No Good Deed Goes...
A major national discount retailer has issued to its managers a document warning them not to stereotype Hispanics. It includes
a. Food: everyone eats tacos and burritos;
b. Music: everyone dances to salsa;
c. Dress: everyone wears a sombrero;
d. Mexicans (higher education level, all will be legal)
e. Cubans (lower education level); and
f. They won't say 'O.K.' unless they really mean it, because they are an arrogant people.
Hard to believe, isn't it? That's because the document sent out by Target says virtually the opposite:
a. Food: not everyone eats tacos and burritos;
b. Music: not everyone dances to salsa;
c. Dress: not everyone wears a sombrero;
d. Mexicans (lower education level, some may be undocumented);
e. Cubans (Political refugees, legal status, higher education level); and
f. They may say 'OK, OK' and pretend to understand, when they do not, just to save face.

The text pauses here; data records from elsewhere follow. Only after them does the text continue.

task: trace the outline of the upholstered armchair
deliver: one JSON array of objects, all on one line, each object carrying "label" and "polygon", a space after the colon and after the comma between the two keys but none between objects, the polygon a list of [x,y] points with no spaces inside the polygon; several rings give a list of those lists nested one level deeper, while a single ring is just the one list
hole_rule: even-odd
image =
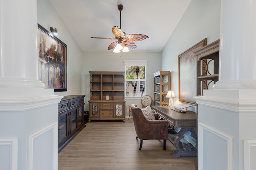
[{"label": "upholstered armchair", "polygon": [[136,104],[132,104],[131,107],[137,134],[136,139],[140,140],[139,150],[141,150],[143,140],[157,139],[164,140],[163,149],[165,150],[168,138],[167,122],[158,120],[157,114],[153,114],[149,106],[140,109]]}]

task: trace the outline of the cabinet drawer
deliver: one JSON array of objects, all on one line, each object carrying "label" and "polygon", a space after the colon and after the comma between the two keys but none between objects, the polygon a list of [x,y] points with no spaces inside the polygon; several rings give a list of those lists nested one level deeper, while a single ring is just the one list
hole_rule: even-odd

And now, after distributing the guide to managers stressing that not all Hispanic groups are the same and that not all Hispanics within any one group (e.g., Mexican, Cubas) are identical, Target Corporation is being sued. The three warehouse employees- Robert Gonzalez, Bulmaro Fabian and Pedro Garcia-Ayala- who are suing the corporation in Yolo (CA) County Court are seeking, according to Courthouse News Service, "punitive damages for harassment, failure to prevent harassment, age and race discrimination and retaliation." All three were fired by their managers after complaining to the human resources department about alleged ethnic animus they were subjected to in the workplace.
Target has a problem. It would appear managers illegally have tolerated illegal ethnic harassment and possibly broken the law in dismissing employees. If they have, the three employees ought to be heralded for blowing the whistle on the operation.
But Target has another problem. Faced with employees who either believe "they're all the same" (an old slur) or at least are behaving as if they do, the company committed a major faux pas. It issued in writing a guide emphasizing that some notions (a,b,and c) are inaccurate generalizations... and they committed truth.
Mexicans in the United States are on average of a lower educational level than are Cubans living here. We can argue (apparently socially unacceptable) about why or what to do about it (difficult, if we won't acknowledge reality), but unpleasant truths are truths nonetheless. (Point "f" may or may not be valid but, in either case, it's hardly insulting to be accused of being agreeable rather than confrontational. Perhaps the practice is common among all groups for whom English is a second language. Or not.)
There are other (related) unpleasant truths. Notwithstanding the occasional sweeping reference on the left to "people of color" (or, as once was the fashion, "colored people"), not all non-Hispanic whites are the same- blacks, Hispanics, Asians, and others all face unique problems in American society. Similarly, despite the current practice of considering the "Hispanic vote" or "Latino vote" in assessing the fortunes of the Democratic or the Republican Party, not all Hispanics or Latinos are the same. Ironically, to imply otherwise is to engage in stereotyping similar to that which troubles the upper echelons of Target Corporation, which has now acted, seemingly too late.